Prompt of the Day: Customer Obsession
Question: Tell me about a time when you went above and beyond the call of duty for a customer. Why did you take the action you did? What was the outcome?
Source: Amazon
Advice: Start by defining above and beyond clearly in your introclusion. Most candidates pick a story and start telling it without detailing why they think the actions were above and beyond. This leads to a flat answer that sounds like one is simply doing the PM job.
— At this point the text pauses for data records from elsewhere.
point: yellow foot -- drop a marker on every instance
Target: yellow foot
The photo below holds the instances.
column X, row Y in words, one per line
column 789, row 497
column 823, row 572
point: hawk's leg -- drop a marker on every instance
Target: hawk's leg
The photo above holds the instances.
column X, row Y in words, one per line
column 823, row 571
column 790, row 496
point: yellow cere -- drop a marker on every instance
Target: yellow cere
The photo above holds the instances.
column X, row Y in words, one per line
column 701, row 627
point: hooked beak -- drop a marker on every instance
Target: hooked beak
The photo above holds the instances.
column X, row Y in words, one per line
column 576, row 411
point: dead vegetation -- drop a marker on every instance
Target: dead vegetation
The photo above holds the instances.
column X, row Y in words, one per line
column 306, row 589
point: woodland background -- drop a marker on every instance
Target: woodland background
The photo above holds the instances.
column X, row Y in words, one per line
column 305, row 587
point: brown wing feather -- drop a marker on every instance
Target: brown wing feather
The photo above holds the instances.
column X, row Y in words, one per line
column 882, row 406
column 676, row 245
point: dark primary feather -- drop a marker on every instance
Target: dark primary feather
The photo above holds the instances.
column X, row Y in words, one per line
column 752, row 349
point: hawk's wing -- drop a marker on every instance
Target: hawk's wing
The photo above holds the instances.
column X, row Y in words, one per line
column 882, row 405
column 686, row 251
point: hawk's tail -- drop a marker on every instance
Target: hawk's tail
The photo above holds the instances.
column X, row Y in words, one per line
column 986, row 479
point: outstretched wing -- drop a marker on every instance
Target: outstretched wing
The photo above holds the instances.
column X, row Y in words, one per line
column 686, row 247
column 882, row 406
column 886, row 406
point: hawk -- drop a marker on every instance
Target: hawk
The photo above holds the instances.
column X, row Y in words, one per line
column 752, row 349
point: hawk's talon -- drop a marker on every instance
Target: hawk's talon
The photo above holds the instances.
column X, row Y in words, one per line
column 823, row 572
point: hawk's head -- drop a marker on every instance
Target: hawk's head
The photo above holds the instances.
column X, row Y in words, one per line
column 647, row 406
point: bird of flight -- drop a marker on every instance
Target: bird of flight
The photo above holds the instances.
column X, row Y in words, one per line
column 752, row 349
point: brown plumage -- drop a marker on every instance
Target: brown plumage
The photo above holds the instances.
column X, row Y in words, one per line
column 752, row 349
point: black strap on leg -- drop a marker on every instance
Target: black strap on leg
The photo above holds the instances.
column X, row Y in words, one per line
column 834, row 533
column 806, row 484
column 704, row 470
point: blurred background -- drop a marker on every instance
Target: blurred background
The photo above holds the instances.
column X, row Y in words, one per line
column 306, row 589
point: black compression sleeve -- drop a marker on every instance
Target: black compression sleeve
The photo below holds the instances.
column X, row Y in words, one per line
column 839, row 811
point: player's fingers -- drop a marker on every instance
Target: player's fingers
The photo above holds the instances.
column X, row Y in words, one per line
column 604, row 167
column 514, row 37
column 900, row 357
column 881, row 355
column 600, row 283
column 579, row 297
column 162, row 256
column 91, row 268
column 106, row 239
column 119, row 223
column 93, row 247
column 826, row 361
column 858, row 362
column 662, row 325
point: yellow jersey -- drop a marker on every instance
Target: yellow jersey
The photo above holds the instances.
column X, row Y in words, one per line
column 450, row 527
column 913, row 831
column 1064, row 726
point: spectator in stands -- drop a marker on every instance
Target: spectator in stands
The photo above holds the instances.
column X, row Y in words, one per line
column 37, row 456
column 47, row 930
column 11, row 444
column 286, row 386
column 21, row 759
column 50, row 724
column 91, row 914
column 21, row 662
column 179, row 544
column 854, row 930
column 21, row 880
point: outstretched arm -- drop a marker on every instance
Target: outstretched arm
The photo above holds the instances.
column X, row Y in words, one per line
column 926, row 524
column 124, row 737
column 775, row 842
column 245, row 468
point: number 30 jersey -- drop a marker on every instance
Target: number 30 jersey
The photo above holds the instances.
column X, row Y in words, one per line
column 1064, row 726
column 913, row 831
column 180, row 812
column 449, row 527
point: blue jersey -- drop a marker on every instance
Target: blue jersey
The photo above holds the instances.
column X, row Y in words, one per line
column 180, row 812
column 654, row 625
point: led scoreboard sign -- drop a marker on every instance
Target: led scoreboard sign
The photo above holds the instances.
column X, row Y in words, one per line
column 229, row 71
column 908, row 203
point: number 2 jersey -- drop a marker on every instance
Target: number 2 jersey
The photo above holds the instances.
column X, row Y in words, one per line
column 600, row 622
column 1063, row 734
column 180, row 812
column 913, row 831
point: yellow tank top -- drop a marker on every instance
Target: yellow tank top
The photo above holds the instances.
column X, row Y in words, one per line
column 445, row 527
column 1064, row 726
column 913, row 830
My (working) Answers: When working at Google, I was responsible for helping a customer migrate off of an old platform to the new one. They had dragged their feet out of fear, it was just to overwhelming to handle. I worked backwards from the launch date and provided weekly support to break down roadblocks. Or I could look ot my time at Yelp when I sat down with a customer and asked them to describe their current process. I documented all the pain points and then made my team pivot to solve his use case. I did this because I could see they were the bottleneck because the process was so painful. It was the right thing to do for them and the entire organization.
This is one of 7 standard customer obsession questions Amazon asks. Amazon is looking for leaders who start with the customer and work backwards. They work vigorously to earn and keep customer trust. Although leaders pay attention to competitors, they obsess over customers. Look for stories where you worked backwards from the ideal state, you worked vigorously or you did something that earned trust with your customer.